Jersey’s size advantage is even more striking considering the fact that the Bruins only have three players (Milan Lucic, Shawn Thornton, Byron Bitz) tipping the scales at 200 pounds along their front line on a night-in and night-out basis. It’s clearly the reason that Bitz is still up with the squad throwing bodies around, and it could become a need for this current team going forward as the physicality factor rises.

With that in mind, the Devils did a great job of bottling up the David Krejci/Blake Wheeler/Michael Ryder line and managed to keep them entirely off the scoreboard in victory — a formula that could bode well for any teams skilled and willful enough to actually accomplish it. Both Krejci and Wheeler managed to squeeze off three shots, but Ryder– in his first game back from the flu – was held without a shot in 16:21 of action despite ladling out four hits.

With a game or two now under the belts of the returning players, the hope has to be that the Bruins will have a fully functional, ready to roll hockey club before embarking on a pair of weekend matinees: Saturday at home against the New York Rangers and Sunday afternoon in the belly of the Canadiens’ beast at the Bell Centre.

No rust on Kessel

One player that didn’t seem at all that out-of-sorts in his return to the lineup was Kessel, who collected a pair of assists and looked fully involved physically and mentally while topping every forward aside from Marc Savard with 19:16 of ice time. Not a bad feat for a 22-year-old in his first game back from mononucleosis.

Kessel’s first assist came on a heads up dish from behind the net to a waiting Marc Savard at the left side of the New Jersey net. Savard flipped a quick shot at Scott Clemmensen that managed to sneak by the Devils’ tender and served as the game-tying goal for the Bruins in the third period. Kessel was again at it on the go-ahead score when he calmed the puck at the right sideboard and then flipped it to Dennis Wideman in the high slot area. Wideman wound up and ripped a slap shot blast that whistled through traffic and seemingly handed Boston the win with only 1:45 to go in regulation.

That obviously didn’t happen, but it wasn’t the fault of Kessel, who looked right at home again skating with Lucic and Savard.

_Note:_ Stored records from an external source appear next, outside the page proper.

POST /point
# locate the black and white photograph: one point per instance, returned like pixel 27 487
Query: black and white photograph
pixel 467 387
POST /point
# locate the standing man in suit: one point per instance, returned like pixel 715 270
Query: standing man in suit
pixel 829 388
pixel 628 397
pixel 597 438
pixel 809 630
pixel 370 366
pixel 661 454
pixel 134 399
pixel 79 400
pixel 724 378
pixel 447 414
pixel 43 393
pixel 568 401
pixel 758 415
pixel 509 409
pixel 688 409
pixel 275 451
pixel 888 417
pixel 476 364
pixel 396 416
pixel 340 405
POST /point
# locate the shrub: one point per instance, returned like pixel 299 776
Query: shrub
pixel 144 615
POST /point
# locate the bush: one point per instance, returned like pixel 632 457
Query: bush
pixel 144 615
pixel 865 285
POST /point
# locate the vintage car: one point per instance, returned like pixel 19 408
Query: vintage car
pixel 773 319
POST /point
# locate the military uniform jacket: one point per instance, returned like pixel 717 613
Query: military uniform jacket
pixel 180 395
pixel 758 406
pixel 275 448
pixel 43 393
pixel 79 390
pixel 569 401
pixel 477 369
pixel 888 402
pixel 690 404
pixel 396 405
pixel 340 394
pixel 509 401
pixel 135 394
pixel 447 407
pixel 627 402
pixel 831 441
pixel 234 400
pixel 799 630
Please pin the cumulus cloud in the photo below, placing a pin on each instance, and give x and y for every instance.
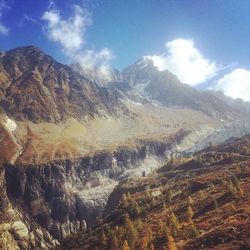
(235, 84)
(70, 34)
(185, 61)
(26, 19)
(97, 62)
(3, 6)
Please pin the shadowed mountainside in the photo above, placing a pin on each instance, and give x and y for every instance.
(197, 202)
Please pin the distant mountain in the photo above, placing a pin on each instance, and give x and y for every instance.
(198, 202)
(34, 86)
(69, 135)
(166, 89)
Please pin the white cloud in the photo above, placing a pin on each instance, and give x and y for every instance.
(3, 30)
(185, 61)
(97, 62)
(26, 18)
(3, 6)
(235, 84)
(70, 34)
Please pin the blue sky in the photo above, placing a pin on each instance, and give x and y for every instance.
(214, 33)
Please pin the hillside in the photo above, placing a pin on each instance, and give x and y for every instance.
(197, 202)
(66, 142)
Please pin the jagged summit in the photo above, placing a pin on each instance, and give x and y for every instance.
(34, 86)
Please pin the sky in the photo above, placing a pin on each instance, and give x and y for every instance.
(206, 43)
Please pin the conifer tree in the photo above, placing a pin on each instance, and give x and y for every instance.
(103, 238)
(194, 232)
(131, 232)
(170, 242)
(125, 246)
(190, 200)
(216, 208)
(115, 243)
(190, 213)
(124, 200)
(175, 226)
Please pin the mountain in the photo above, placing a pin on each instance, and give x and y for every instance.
(66, 142)
(35, 87)
(197, 202)
(164, 88)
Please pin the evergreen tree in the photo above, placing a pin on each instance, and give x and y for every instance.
(170, 242)
(131, 232)
(190, 200)
(190, 213)
(125, 246)
(216, 208)
(194, 232)
(235, 181)
(114, 243)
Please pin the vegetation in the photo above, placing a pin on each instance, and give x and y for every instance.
(162, 211)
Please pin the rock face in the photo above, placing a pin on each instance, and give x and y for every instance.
(17, 229)
(35, 87)
(63, 195)
(163, 87)
(66, 142)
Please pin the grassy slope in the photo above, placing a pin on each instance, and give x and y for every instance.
(200, 182)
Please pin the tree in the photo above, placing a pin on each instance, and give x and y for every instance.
(125, 246)
(235, 181)
(135, 207)
(124, 200)
(216, 208)
(190, 213)
(201, 195)
(169, 195)
(171, 243)
(241, 192)
(175, 226)
(131, 232)
(115, 243)
(103, 238)
(190, 200)
(194, 232)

“We felt great as a unit. It’s almost like we were excited to see each other again and the three of us played well all night,” said Savard. “(Kessel) was good all night. He skated well. He made the little plays tonight on the wall. He kept it pretty simple. I’d like to see him score, but I’m sure that will come.”

Langenbrunner’s second score takes it in OT

Thursday, January 29th, 2009

Patrick Elias scored the tying goal with 1:45 to go in the third period off a feed from Brian Gionta, and Jamie Langenbrunner won it in overtime with second goal of the night — an appropriate second effort score in front of the Bruins net. The 4-3 win for the Devils marked the seventh win in a row for a streaking New Jersey Devils that looks like they’ll be a handful in the Stanley Cup playoffs.